Florida: Great white filmed off Pensacola, bull shark bites fisherman

Great white filmed off Pensacola Beach, Florida

Several shark interactions have been reported in Florida.

The first is the rare sighting of a great white shark off Pensacola Beach.

Hot Spots Fishing Charters Captain Tyler Massey and chartered guests were around 13 miles southeast of Pensacola Pass and 11 miles off Pensacola Beach April 27 when a great white showed up next to his boat.

“We followed him around for about five minutes,” Massey told the Pensacola News Journal. “We were sitting there fishing in the spot and the shark just kind of swam up. He just hung out around the top.”

The group watched the estimated 9- to 10-foot white shark as it cruised just beneath the surface of the water.

“He wasn’t aggressive; he didn’t seem interested in anything we were doing.” Massey said. “It was cool, everyone got a kick out of it for those five minutes or so. We followed it around until we couldn’t see it anymore.

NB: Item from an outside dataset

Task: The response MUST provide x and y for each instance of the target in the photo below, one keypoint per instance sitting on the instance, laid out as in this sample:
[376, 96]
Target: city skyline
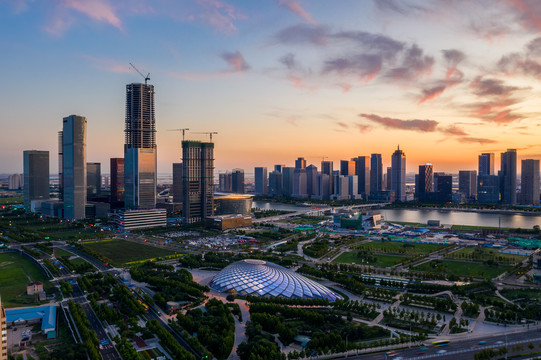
[316, 80]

It went down and then we headed back to the pass.”

While it is rare to see a great white that close to Pensacola, they are known to travel near the area.  On March 19, 12-foot great white Miss Costa was satellite tracked in the area off Fort Walton Beach.  In April 2018 a male shark named Hilton made a similar journey.

While it can be exhilarating to see a shark up close, not all interactions are positive.

Paul Kelly, 72, was on a six-hour fishing trip May 1 with two others off Boca Grande Pass, Florida when he hooked a 150-pound tarpon.

The Texas fisherman tried to reel in the fish, but was pulled overboard and underwater.

As he struggled underwater, he felt something hit his leg.

The boat captain used a fishing rod to pull him back to the boat, and with the help of Kelly’s fishing buddy, they pulled the angler back into the boat.

Once Kelly was back on the vessel, the captain told him they saw an estimated 8- to 10-foot bull shark grab his leg.

Kelly felt no pain, but sustained a gash around his left calf and knee. The group worked together to secure a tourniquet around the Vietnam veteran’s leg and headed into shore.

“We lost the fish of course,” Kelly told news outlet azcentral. “That was the worst part.”

Emergency personnel were waiting on shore and prepared Kelly for air evacuation. Surgeon Robert O’Connor repaired the torn tendon in Kelly’s knee and said he should be able to leave the hospital in several days.  He also remarked at how rare shark bites are, and that this was the first one he had seen in ten years.

Another shark bite was reported on the west side of the state In April.  An unidentified man was in the water off Jacksonville Beach, when he was bitten on the leg about 5:30 p.m. April 21.

The man was helped by good Samaritans, and a friend said the man’s wound was to the bone and several tendons had been torn. He was picked up by emergency personnel near 30th Street South.

As of May 6, 2019, there have been a total of 25 shark attack bites (23 with injury, 7 of which are considered provoked*) publicly reported and verified in 2019.

All locations have been marked on the 2019 Shark Attack Map.

One fatal**; thirteen were reported in the U.S (including zero fatal), with 7 occurring in Florida (3 provoked) and 5 in Hawaii (0 provoked). Six have been reported in Australia, zero fatal. Four unconfirmed bites, worldwide, not included in the total count.
*Provoked defined as spearfishing, feeding sharks, fishing, etc. (listed with green marker).